Günlerden 20 Kasım’dı, dedemin öldüğü gün. Herkes bir acıyla uyandı. Üzerinden birkaç yıl geçmesine rağmen acısı hala dinmemişti, daha doğrusu dinememişti. O günkü acıyı hep hissediyordum. Ne zaman babaannemlere gitsek, ne zaman Atlantis’e gitsek, o eski günler aklımda oluyordu. Nedenini bilmesem de hemen gözümde canlanıyorlardı. Sabah o acıyla uyanıp kahvaltımı yaptım. Her zamanki gibi sıradan bir gün olacağını düşünüyordum ama hiç de öyle olmayacaktı.

Tam evden çıkarken kapıda halamı gördüm. Telaşlıydı ama ne olduğunu hala anlayamamıştım. Hemen annemi çağırdım ve annem bir şeylerin ters gittiğini fark etti. Beni odama gönderdi ve annem ile halam konuşmaya başladılar. Yaklaşık on dakika sonra beni çağırdılar. Ne olduğunu çok merak etmiştim. Halam, o gün okula gitmeyeceğimi ve annemin de evde olmayacağını söyledi. Kardeşim diye düşündüm. Annem de sanki beni duymuş gibi “Burak evde kalacak.” dedi hemen. Ne olduğunu anlamasam da kabul ettim.

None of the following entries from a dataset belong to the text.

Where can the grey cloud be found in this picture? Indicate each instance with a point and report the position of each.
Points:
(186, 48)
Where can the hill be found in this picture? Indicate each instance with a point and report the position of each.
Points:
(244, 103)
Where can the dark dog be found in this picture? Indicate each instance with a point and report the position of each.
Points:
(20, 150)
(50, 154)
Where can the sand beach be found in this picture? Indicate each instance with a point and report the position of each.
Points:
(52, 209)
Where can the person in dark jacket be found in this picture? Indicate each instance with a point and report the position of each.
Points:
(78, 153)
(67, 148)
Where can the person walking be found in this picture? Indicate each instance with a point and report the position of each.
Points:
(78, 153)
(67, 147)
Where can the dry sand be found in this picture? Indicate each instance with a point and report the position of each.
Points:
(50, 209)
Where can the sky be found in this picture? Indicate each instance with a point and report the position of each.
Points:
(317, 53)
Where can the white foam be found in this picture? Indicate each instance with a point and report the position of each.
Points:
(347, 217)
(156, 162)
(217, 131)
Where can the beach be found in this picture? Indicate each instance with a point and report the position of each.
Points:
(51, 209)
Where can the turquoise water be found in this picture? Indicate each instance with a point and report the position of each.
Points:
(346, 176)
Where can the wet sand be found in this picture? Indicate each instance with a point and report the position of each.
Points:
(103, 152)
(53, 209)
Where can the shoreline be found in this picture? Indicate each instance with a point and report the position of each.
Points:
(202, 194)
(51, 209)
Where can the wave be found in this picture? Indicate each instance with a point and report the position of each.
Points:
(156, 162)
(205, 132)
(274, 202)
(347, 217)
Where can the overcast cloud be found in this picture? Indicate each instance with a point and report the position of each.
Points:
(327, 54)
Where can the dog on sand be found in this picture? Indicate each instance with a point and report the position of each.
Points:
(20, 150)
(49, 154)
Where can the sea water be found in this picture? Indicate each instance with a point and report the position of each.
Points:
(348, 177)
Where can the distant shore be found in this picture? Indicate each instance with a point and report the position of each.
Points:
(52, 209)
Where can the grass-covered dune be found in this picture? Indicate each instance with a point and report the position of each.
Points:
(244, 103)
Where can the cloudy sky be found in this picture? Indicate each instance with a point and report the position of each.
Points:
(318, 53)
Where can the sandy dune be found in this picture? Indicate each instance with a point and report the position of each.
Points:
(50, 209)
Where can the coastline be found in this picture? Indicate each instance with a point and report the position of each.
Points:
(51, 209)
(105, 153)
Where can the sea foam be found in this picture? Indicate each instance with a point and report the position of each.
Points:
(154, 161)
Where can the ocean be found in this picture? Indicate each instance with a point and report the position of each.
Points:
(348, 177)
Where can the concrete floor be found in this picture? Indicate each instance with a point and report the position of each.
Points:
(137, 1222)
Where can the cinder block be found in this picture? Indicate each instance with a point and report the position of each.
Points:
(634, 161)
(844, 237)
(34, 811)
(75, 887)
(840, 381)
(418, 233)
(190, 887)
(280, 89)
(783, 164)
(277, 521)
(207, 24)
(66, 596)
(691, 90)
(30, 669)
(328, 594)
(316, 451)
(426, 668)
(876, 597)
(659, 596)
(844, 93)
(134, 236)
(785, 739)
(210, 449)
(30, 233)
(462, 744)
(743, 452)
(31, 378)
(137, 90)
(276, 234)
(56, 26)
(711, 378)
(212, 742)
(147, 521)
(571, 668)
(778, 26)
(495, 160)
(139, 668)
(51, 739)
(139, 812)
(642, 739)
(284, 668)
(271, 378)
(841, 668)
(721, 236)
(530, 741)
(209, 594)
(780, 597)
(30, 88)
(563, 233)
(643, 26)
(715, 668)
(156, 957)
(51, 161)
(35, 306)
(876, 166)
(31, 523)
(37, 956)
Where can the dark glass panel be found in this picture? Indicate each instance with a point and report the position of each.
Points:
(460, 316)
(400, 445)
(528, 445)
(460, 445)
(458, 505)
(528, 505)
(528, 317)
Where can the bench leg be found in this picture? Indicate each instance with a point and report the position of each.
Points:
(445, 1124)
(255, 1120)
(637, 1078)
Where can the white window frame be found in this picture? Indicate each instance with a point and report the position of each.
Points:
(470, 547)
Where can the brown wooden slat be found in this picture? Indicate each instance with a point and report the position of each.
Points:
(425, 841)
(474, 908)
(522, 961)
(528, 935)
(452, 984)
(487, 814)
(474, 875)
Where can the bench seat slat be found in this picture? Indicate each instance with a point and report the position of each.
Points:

Bir saat, belki iki saat geçmişti annemler gittikten sonra. Kapı çaldı. Normalde açmazdım ama hemen açtım. Karşımda onu gördüğümde kalbim yerinden çıkacak gibi oldum: Dedem! Dedem gelmişti. Uzun bir zaman sonra onu tekrar görmüş oldum. Selamlaştık, konuştuk. O an, onu ne kadar özlediğimin farkına vardım.